Within a minute of making that call our office received a call from the 911 operator in Swift Current telling them that an ambulance had been dispatched from Gull Lake and would be to our driver within 15 minutes.

About a half-hour later, our dispatcher reached the driver on his cell. He was still very much in physical pain and distressed but was in the ambulance and on his way to the hospital in Swift Current.

We all usually experience similar feelings when we hear a story like this. Our first reaction is one of concern for the person we know. Our second is often surprise that it could happen to that person, since we were just talking to them the other day and they were just fine, giving us no indication of poor health or cause for concern.

We are then often struck by how lucky we are to live in a part of the world that provides us with emergency medical care, even when we are alone and in the middle of nowhere.

The 911 emergency system is pretty incredible. Finally, we start to look at our own state of health and how we would cope in a similar situation.

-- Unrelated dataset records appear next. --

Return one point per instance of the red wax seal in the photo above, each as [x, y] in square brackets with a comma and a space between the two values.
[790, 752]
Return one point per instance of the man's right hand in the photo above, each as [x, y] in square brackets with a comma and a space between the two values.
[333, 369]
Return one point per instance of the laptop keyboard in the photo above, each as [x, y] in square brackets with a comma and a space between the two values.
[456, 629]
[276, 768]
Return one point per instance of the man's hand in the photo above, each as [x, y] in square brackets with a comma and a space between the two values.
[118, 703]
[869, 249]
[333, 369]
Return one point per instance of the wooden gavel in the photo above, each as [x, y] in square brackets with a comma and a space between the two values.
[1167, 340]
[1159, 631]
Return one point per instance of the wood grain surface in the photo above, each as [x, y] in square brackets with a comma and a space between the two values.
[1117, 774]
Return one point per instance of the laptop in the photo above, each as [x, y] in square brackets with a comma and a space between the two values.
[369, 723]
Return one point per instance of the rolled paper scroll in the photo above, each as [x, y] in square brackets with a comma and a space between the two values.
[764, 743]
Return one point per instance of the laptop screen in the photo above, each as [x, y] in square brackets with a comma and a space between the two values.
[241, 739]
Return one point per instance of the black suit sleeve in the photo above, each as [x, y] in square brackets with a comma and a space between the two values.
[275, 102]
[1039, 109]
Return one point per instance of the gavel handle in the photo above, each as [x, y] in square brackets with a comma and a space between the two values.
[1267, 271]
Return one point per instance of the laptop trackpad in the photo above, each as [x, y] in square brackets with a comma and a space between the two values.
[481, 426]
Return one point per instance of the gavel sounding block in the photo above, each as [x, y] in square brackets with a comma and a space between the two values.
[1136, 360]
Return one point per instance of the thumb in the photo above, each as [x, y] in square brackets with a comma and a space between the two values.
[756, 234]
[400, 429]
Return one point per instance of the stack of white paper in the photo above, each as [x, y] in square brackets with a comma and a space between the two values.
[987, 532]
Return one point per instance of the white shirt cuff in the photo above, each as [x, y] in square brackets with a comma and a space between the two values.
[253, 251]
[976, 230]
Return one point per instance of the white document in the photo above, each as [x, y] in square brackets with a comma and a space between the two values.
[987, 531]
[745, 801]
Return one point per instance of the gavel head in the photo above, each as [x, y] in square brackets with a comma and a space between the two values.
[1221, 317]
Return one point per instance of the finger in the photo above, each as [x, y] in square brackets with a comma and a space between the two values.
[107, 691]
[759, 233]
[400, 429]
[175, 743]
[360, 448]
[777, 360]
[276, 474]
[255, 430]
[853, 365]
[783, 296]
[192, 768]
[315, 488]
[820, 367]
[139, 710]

There has much been written in recent years about the shorter life expectancy for truck drivers in comparison to the rest of the population. The average life expectancy for a North American male is 76 years. Truck drivers can expect to live 10 to 15 years less than that.

That’s a sobering thought. Coping with personal health issues as a truck driver is no easy task. Finding the time to exercise and maintain a routine that provides you with the rest you need to fight off fatigue is a challenge.

It’s also very much a personal choice as to how you choose to live your life.

I make no secret of the fact that I have made significant lifestyle changes over the past eight to 10 years to improve my own health. Those changes included quitting tobacco, getting some daily exercise, and eating healthier.

There has been no quick fix solution for me and it has taken a long time to break old habits and develop new ones.

As I look back, it has been well worth the effort but the temptations to indulge in “comfort” foods and to not bother to go for that daily walk or run are always there.

As I write this, I am finishing up a week of vacation time. I have been enjoying the week with my father who has made the trip from Vancouver Island to visit his kids here in Ontario.

He is 88 years young and lives every day to the fullest. As we enjoy each other’s company this week, I am reminded of why I take the time to look after my health.

I think we have the obligation to live each day to the best of our ability. We may not always succeed but we can always keep trying.

There has been a tremendous focus in our industry of late on health and lifestyle issues. As a driver myself, I believe that these lifestyle changes are the wave of the future for the industry.

I intend to buck the trend and retire as a healthy husband, father and hopefully grandfather, by the time my retirement rolls around. I’m running in my first 10-kilometre run of the summer season shortly.

Committing to an organized activity is a great motivator and it puts you in touch with others that are committed to the same healthy changes in their lives.

I’m happy to report our driver that experienced the heart attack is now in Calgary recovering from the ordeal.